In utero exposure to anti-Caspr2 antibody disrupts parvalbumin interneuron function in the hippocampus.

This animal study found that when pregnant mothers had specific antibodies (anti-Caspr2), their male offspring had fewer important brain cells that help control brain activity balance. These brain changes were linked to unusual brain wave patterns during social interactions, which may help explain some autism-related behaviors. The research suggests that certain maternal immune factors during pregnancy could affect brain development in ways that contribute to autism.

This study investigated how maternal antibodies against Caspr2 protein affect brain development in offspring, specifically examining their impact on parvalbumin-expressing interneurons in the hippocampus. Using an animal model, researchers found that in utero exposure to anti-Caspr2 antibodies led to reduced numbers of these critical inhibitory neurons and fewer inhibitory synapses in the CA1 hippocampal region of male offspring. Functional recordings revealed increased gamma brain wave activity and altered neuronal firing patterns during social interactions, suggesting disrupted excitatory-inhibitory balance. These findings provide mechanistic insights into how maternal autoimmune factors may contribute to autism spectrum disorder development through specific effects on inhibitory brain circuits that regulate social behavior and neural network activity.

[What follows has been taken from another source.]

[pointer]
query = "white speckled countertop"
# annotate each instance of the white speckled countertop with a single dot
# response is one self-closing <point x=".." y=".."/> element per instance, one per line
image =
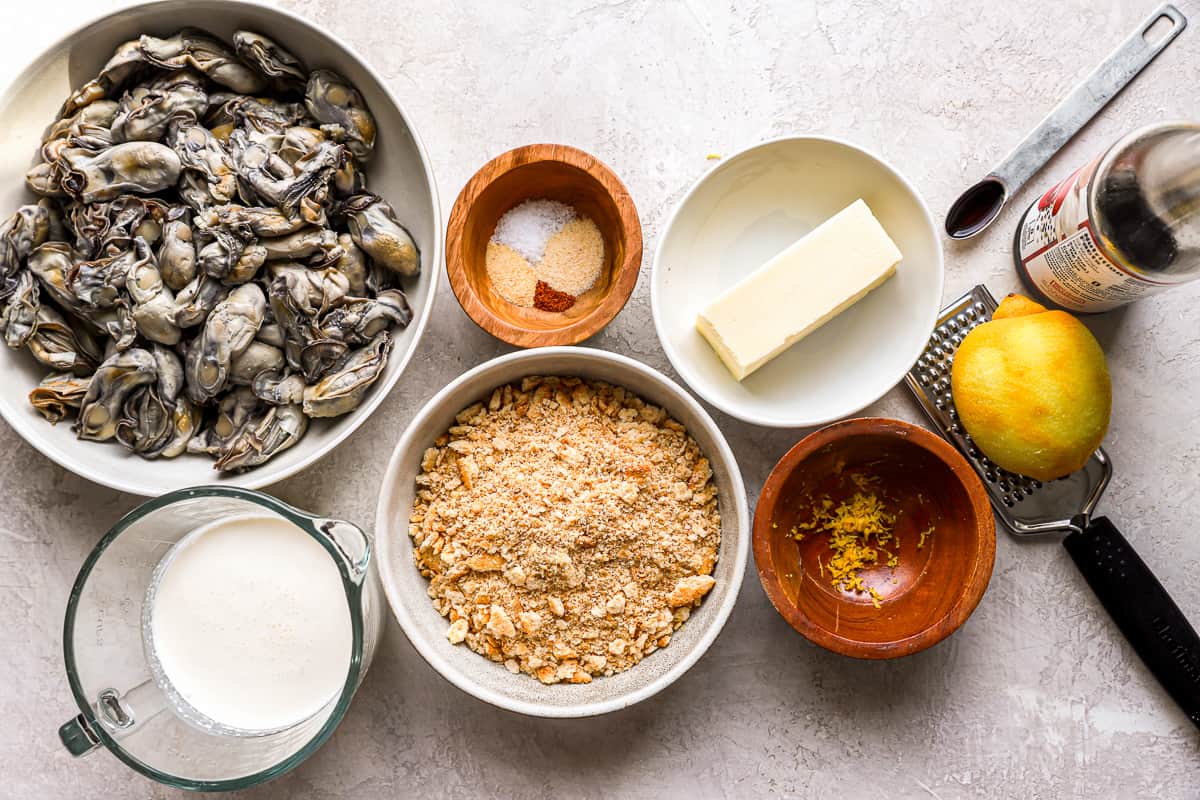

Suggests maternal anti-Caspr2 antibodies may contribute to autism risk through disruption of inhibitory brain circuits. Could inform future screening approaches for pregnant women and highlight importance of maternal autoimmune status. May guide development of targeted interventions focusing on excitatory-inhibitory balance in autism treatment approaches.

Sample size not reported, limiting assessment of statistical power. Study appears to focus only on male offspring, restricting generalizability to females. Animal model findings may not directly translate to human autism development. Specific behavioral assessments beyond neuronal recordings during social interactions are not described in the abstract.

Autism Spectrum Disorder (ASD) is a complex neurodevelopmental condition characterized by deficits in communication and social interaction and may stem from an imbalance between excitatory and inhibitory (E/I) signaling in neural circuits. Parvalbumin-expressing (PV+) interneurons are crucial for maintaining E/I balance and regulating network oscillations. Alterations in the number of PV+ interneurons or reductions in PV expression have been observed in both the postmortem brains of individuals with ASD and in animal models, including those induced by in utero exposure to maternal brain-reactive antibodies. In this study, we investigate the impact of in utero exposure to maternal anti-Caspr2 IgG on PV+ interneuron development and function in the hippocampus.

Our results demonstrate a selective reduction in PV+ interneurons and perisomatic inhibitory synapses in the hippocampal CA1 region of juvenile and adult male offspring exposed in utero to anti-Caspr2 antibodies compared to controls. Additionally, local field potential (LFP) recordings from these mice show increased gamma power and altered neuronal firing patterns during social interactions, indicating functional impairments in inhibitory circuitry. These findings highlight the consequences of exposure to maternal anti-Caspr2 antibodies on PV+ interneuron development and function, providing insights into the neurobiological mechanisms underlying ASD associated behavioral phenotypes.